Os trabalhos visam a coleta e confirmação de informações, preservação de evidências e análise preliminar dos danos causados pela aeronave. O Cenipa enfatiza que a conclusão da investigação ocorrerá no menor tempo possível, levando em consideração a complexidade do acidente e a necessidade de identificar fatores que possam ter contribuído para a tragédia. O objetivo é investigar ocorrências aeronáuticas para prevenir futuros acidentes com características similares.

Imagens divulgadas nas redes sociais mostram a aeronave falhando em ganhar altitude após a decolagem, colidindo com um prédio residencial.
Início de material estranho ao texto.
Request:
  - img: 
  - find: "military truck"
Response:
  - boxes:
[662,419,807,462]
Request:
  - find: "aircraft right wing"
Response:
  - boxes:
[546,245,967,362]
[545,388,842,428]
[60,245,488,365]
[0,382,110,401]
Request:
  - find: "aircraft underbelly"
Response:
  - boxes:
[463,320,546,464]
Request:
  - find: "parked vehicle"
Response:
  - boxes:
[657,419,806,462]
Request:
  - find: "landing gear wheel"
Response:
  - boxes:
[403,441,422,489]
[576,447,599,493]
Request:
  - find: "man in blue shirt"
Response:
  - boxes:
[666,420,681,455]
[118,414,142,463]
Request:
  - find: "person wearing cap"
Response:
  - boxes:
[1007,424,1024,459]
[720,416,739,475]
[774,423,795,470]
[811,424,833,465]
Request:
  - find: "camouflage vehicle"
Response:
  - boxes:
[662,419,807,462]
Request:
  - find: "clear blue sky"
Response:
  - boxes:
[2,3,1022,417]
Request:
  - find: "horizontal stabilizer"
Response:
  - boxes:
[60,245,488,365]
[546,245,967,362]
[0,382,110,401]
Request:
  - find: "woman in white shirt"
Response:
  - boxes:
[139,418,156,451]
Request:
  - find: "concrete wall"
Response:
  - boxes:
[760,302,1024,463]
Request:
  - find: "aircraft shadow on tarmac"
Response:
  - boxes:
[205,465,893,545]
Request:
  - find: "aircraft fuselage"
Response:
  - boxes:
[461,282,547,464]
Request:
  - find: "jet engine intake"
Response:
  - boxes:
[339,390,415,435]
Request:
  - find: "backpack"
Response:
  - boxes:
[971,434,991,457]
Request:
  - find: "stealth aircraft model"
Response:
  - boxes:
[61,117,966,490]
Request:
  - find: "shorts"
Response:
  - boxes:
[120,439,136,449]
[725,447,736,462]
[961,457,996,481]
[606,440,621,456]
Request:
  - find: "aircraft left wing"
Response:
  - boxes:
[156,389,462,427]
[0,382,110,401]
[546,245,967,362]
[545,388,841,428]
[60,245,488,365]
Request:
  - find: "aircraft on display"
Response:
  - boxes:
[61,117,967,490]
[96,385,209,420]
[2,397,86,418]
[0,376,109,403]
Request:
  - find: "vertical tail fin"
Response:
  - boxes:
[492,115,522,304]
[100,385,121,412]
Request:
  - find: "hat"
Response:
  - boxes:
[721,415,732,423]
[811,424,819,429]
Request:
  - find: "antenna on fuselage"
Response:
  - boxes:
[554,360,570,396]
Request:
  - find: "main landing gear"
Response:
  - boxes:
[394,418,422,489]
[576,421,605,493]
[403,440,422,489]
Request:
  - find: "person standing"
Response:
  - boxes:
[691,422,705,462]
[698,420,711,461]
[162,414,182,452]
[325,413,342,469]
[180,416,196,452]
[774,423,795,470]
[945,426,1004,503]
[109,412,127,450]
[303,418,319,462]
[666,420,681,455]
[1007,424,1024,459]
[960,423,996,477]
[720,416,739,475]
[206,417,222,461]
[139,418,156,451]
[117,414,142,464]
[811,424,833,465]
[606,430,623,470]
O Corpo de Bombeiros informou que a colisão aconteceu na área da escada do edifício, o que minimizou o risco de vítimas entre os moradores da edificação.

O avião, um monomotor do modelo EMB-721C Sertanejo, decolou do Aeroporto da Pampulha às 12h16, com destino ao Campo de Marte, em São Paulo. Logo após a decolagem, o piloto emitiu um alerta de emergência do tipo "mayday" à torre de controle, antes de a aeronave impactar a lateral do prédio.

A aeronave pertence à empresa Inet Telecomunicações Ltda e havia partido de Teófilo Otoni, em Minas Gerais, fazendo uma escala em Belo Horizonte para o desembarque de uma passageira. O Registro Aeronáutico Brasileiro (RAB) confirma que o certificado de aeronavegabilidade estava válido até abril de 2027.

Na queda, faleceram o piloto Wellington de Oliveira, de 34 anos, e os passageiros Fernando Moreira Souto, de 36 anos, filho do prefeito de Jequitinhonha (MG), Nilo Souto, e Leonardo Berganholi. Além disso, outros dois ocupantes, Arthur Schaper Berganholi, de 25 anos, e Hemerson Cleiton Almeida Souto, de 53 anos, estão hospitalizados, mas apresentam quadro estável, segundo a Fundação Hospitalar do Estado de Minas Gerais (Fhemig).